Regioselective Azide Cleavage.

Finally, the sequence of azide cleavage reactions was reversed providing first the 5-azido-7-N-Boc derivative 53, then the 5-N-acetyl-7-N-Boc derivative 54, and ultimately the Pse glycoside 55 in which the amino group at the 7-position is poised for use in further steps following cleavage of the Boc group (Scheme 7).

Scheme 7.

Alternative Regioselective Azide Cleavage.

Conclusion.

Readily available N-acetylneuraminic acid is shown to be a suitable starting material for the synthesis of a pseudaminic acid donor, in which both amines are protected in the form of azides.
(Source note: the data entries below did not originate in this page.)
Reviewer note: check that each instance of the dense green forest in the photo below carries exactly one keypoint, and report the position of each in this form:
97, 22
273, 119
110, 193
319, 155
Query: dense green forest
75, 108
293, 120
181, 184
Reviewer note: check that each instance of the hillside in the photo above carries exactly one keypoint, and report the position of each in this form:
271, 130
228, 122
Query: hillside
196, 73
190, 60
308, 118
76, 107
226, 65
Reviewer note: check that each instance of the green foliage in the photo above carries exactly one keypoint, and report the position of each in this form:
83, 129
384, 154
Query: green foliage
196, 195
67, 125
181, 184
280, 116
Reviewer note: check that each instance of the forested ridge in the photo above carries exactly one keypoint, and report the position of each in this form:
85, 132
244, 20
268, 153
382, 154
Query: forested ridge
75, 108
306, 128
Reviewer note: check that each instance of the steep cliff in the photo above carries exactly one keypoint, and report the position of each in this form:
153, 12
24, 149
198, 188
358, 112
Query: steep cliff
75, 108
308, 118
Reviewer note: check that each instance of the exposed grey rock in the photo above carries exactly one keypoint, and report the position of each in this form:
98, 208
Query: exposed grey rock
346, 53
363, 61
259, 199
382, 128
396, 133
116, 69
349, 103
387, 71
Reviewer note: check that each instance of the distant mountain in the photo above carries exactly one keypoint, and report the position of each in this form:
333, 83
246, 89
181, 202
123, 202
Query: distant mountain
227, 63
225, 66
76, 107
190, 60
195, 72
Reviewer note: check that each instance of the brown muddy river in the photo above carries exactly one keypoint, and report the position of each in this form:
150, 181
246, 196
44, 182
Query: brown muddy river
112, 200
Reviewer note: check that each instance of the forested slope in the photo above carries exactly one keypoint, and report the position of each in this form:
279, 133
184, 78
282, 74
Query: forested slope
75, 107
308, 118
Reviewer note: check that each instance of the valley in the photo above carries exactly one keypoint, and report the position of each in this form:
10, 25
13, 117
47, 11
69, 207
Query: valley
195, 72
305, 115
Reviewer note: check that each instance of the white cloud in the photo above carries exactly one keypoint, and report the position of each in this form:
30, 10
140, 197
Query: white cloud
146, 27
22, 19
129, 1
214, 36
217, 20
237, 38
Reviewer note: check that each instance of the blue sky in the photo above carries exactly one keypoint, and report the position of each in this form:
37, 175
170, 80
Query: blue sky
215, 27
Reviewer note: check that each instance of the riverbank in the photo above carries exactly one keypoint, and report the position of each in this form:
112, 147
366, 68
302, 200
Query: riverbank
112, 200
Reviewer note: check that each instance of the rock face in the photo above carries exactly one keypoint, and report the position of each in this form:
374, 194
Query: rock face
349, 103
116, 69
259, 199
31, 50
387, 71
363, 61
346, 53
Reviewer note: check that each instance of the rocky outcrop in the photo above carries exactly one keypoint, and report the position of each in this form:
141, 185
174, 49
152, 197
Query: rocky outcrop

The synthesis employs operationally simple chemistry and proceeds in 20 steps and 5% overall yield on such as scale as to afford multi-hundred milligram quantities for the study of glycosylation reactions. The thioglycoside serves as an effective donor for coupling to a range of primary and hindered secondary alcohols and affords the corresponding equatorial glycosides with exquisite selectivity. Conformational analysis of the side chain reveals this selectivity to be a function of the trans,gauche conformation of the side chain, with its maximal electron-withdrawing capacity, which is a function of the 5,7-bis-epi-configuration when compared to the prototypical N-acetylneuraminic acid and the gauche,gauche conformation of its side chain. This study underlines the role played by side chain conformation in the reactivity and selectivity of glycosyl donors and further enables the mechanism-based development of stereoselective glycosylation reactions. The development of two different modes of regioselective deprotection sequence enables conversion of the azide-protected glycosides to differently substituted amine functionality in the final pseudaminic acid glycosides, suitable for further elaboration to bacterial lipopolysaccharides.